Throughout the two days we attended the UN conference, we, as Sacred Heart students, further explored our curiosities and dreams to improve the world we live in. The conference was formatted into one-by-one seminars or panel discussions on various topics relating to the Sustainable Development Goals (SDGs) of the UN. The variety of conversations allowed us to figure out which panels seemed more appealing to our specific interests and discover the issues in which we have a special interest. For example, because of Sacred Heart 91st St’s advancement in improving sustainability and sustainable practices in our school, the sustainability-focused one was the foremost seminar we were interested in attending.
While panelists were speaking, both about the topic and about themselves and how they got to this place in life, we took notes on not only their valuable contributions to the betterment of this world but also their advice for us, in our individual lives, to speak up, be proud, and advocate for what you believe in. In alignment with our Sacred Heart Goals, we asked questions to the panelists and conversed with other visitors because the people one interacts with are just as crucial to success as the information itself.
The highlight of our weekend was the “networking panel,” in which Hawa Diallo, the head of the conference, reversed the roles and put us as the panelists.
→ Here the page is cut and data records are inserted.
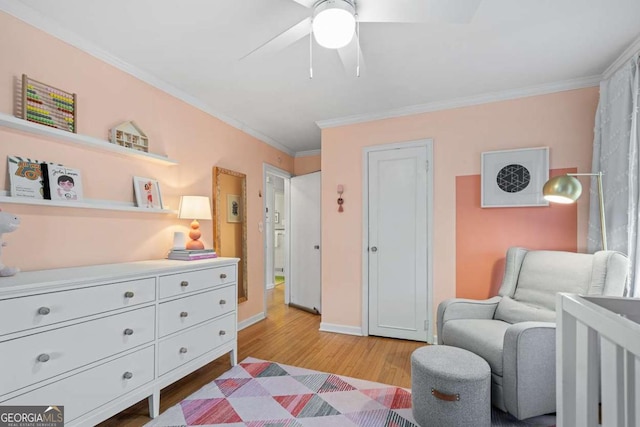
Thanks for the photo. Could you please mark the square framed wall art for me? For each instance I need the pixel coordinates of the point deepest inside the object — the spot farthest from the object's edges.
(234, 208)
(147, 191)
(514, 178)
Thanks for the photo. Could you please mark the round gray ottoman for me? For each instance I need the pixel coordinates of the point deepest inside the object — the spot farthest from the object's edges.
(450, 386)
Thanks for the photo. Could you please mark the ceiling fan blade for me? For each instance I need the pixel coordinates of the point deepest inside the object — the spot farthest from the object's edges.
(415, 11)
(282, 40)
(349, 57)
(306, 3)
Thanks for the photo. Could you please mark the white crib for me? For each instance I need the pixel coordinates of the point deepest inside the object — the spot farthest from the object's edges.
(597, 360)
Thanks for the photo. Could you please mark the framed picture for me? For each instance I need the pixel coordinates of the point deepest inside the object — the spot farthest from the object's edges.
(234, 209)
(513, 178)
(147, 192)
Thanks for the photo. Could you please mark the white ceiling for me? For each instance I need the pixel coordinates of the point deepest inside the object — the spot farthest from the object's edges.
(192, 48)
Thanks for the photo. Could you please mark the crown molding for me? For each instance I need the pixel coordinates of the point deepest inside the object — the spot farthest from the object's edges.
(626, 55)
(30, 16)
(308, 153)
(463, 102)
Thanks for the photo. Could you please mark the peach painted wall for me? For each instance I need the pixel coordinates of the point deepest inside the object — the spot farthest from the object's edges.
(563, 121)
(306, 164)
(484, 235)
(51, 237)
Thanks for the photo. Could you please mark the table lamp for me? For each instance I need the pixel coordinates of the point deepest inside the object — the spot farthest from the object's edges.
(195, 208)
(567, 189)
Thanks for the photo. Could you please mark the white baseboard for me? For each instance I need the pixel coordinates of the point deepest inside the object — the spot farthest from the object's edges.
(341, 329)
(251, 320)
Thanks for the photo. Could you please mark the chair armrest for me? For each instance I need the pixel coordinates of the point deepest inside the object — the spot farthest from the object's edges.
(460, 308)
(529, 369)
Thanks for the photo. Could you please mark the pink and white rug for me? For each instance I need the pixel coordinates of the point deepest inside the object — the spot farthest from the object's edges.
(259, 393)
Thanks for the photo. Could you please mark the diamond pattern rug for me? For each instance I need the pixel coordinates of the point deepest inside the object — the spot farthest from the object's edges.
(258, 393)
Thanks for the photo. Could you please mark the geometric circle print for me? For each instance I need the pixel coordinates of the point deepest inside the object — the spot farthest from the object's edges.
(513, 178)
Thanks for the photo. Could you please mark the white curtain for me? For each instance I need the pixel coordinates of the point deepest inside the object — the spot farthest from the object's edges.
(616, 152)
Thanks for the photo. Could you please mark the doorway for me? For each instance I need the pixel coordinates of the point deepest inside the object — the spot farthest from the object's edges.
(397, 212)
(276, 214)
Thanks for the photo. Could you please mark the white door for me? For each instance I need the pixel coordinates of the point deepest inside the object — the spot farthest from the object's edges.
(305, 242)
(397, 243)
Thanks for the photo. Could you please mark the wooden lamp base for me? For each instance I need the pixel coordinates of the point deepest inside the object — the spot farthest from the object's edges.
(195, 234)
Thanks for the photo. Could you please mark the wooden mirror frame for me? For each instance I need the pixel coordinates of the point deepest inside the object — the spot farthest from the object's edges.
(220, 216)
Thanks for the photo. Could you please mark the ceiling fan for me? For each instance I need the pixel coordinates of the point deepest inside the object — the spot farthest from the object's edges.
(333, 23)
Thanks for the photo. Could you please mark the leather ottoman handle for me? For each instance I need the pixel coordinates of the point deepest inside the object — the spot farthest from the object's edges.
(443, 396)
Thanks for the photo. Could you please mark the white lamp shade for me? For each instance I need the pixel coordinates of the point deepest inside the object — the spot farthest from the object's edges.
(194, 207)
(334, 23)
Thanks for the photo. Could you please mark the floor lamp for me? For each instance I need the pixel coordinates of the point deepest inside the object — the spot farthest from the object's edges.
(567, 189)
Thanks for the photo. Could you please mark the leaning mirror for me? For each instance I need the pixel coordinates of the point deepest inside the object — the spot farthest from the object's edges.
(230, 222)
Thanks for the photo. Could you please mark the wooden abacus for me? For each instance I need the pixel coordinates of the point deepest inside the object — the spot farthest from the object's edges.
(48, 105)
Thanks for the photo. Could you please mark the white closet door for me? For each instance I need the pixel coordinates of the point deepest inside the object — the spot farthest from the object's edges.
(305, 242)
(398, 243)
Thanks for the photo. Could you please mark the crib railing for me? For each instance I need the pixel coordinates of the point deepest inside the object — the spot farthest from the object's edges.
(597, 361)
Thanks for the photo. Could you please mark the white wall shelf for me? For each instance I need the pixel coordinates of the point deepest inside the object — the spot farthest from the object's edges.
(85, 141)
(85, 204)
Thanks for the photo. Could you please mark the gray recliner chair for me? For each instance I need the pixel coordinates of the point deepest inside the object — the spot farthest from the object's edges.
(515, 331)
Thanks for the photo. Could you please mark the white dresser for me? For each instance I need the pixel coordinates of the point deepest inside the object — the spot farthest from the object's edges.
(98, 339)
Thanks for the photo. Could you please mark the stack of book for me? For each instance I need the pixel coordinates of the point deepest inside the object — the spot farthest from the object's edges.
(190, 255)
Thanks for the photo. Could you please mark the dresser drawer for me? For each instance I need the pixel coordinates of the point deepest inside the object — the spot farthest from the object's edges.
(180, 349)
(40, 356)
(188, 311)
(95, 387)
(182, 283)
(18, 314)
We expressed our interest in achieving the SDGs and shared what we, as youth, are already doing in our communities to contribute to that achievement, for example, the Heart Saturday program in which several of us participate. Attendees in the audience asked us questions about our present and future, what we hope to accomplish and offered us opportunities to join youth-led efforts in areas of politics and activism.
During this weekend, we, both individually and collectively, were inspired by the initiative of the panelists to think of our own ideas. I was specifically motivated by a common thread that kept reoccurring, unity. Many kids in the city are trying their best to help out others in need in the same area, but there isn’t much communication between the youth in New York City for service-related activities. United we can effect more change and create easier opportunities for youth to join. An established youth service coalition would be immensely beneficial to young people, especially high school students, to come together, with a representative per school, and get to work. This greater network of organized, youth-led volunteers would thus create greater events with greater impact.
As Sacred Heart students, we strive to live out the goals and criteria every single day, and throughout the United Nations (UN) Conference, we have learned much more about the power we have as young women and young leaders to enact change in correspondence with the Sacred Heart Goals, Sustainable Development Goals, and to a large extent, our personal goals.